Hyper-arousal refers to responding to actual threats with excessively high levels of emotional arousal, which may take the form of anger or may instead be depression or anxiety.

For example, someone with BPD might hear a comment made by a friend as critical when it was intended to be neutral or positive. “Your hair looks nice” might be interpreted as “Your hair doesn’t usually look nice.” That’s hyper-reactivity.

If the reaction is intense hurt and anger rather than mild anxiety, that’s hyper-arousal.

Hyperactivity/hyper-arousal in experiencing “everyday life violations” leads to “abnormal” behaviors, attitudes, and dysfunctions.

Here’s another example. A person with borderline personality disorder may read a vague expression on a loved one’s face as sarcasm, which in turn provokes anger and hostility or intense rebuke and despair, which in turn undermines the continuity of relationships. This is the chaos that borderline personality disorder causes.

Hyperactivity/hypersensitivity also causes frequent diagnostic confusion about whether a patient has bipolar disorder or borderline personality disorder. The therapeutic efficacy of mood-stabilizing medications (topiramate, lamotrigine) in both bipolar disorder and borderline personality disorder supports a biological/common overlap. In both disorders, the underlying mechanism is something biological that causes hyper-reactivity/hypersensitivity/mood instability.

What causes this type of highly sensitive emotional reactivity?

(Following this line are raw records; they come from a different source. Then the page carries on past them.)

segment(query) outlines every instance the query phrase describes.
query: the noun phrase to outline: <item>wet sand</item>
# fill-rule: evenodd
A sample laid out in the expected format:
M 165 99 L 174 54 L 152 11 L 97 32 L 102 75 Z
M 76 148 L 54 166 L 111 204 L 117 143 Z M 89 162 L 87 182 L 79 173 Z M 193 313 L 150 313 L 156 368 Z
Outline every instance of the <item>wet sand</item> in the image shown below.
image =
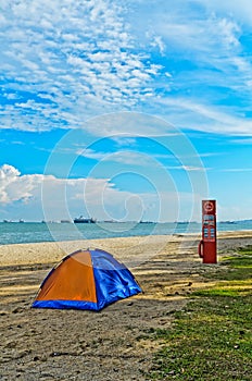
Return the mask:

As I mentioned above, some people with borderline personality disorder, both men and women, have been emotionally reactive and highly sensitive since early childhood, perhaps due to the difficulties they have experienced or perhaps for other reasons.

In both cases, dealing with this hypersensitivity can be difficult for parents. A combination of gentle and firm parenting can make a big difference for such children. Unfortunately, highly sensitive children often have parents with BPD who are emotionally overreactive and/or narcissistic.

Sadly, the spirit of biologically sensitive individuals can be shattered early, especially if their parent, who may also have BPD and narcissism, contributes to their abuse. These individuals then spend most of their lives trying to survive, feeling constantly devastated by the “abuse of everyday life.”

Normal people can brush off or deal with minor conflicts, disagreements, or misunderstandings through cooperative conversation. However, such events lead to disproportionate, overwhelming, and prolonged emotional responses in individuals with BPD.

Diagnosis of Borderline Personality Disorder. Highly Sensitive People
Borderline traits begin in childhood.

In short, all you need to “achieve” the full phenotype of BPD as described in the DSM-5 is to start with a biologically sensitive and vulnerable child who is hyperreactive/extremely intense/unstable. Expose him to an emotionally painful experience that the child, being weak, cannot handle or overcome. Add to this parents who tend to punish more than they tend to parent based on patient instruction, or who are overly lenient instead of training the child in ways that will help him manage his emotional storms more effectively.

Note that a highly sensitive child who exhibits emotional hyper-reactivity/hyper-intensity, has high risk for BPD in adulthood, especially in the absence of a strongly supportive/nourishing environment, even if this environment includes little adversity or trauma. Such extra-supportive environment is unfortunately uncommon, while the vulnerability is quite common. The result is the high incidence of BPD.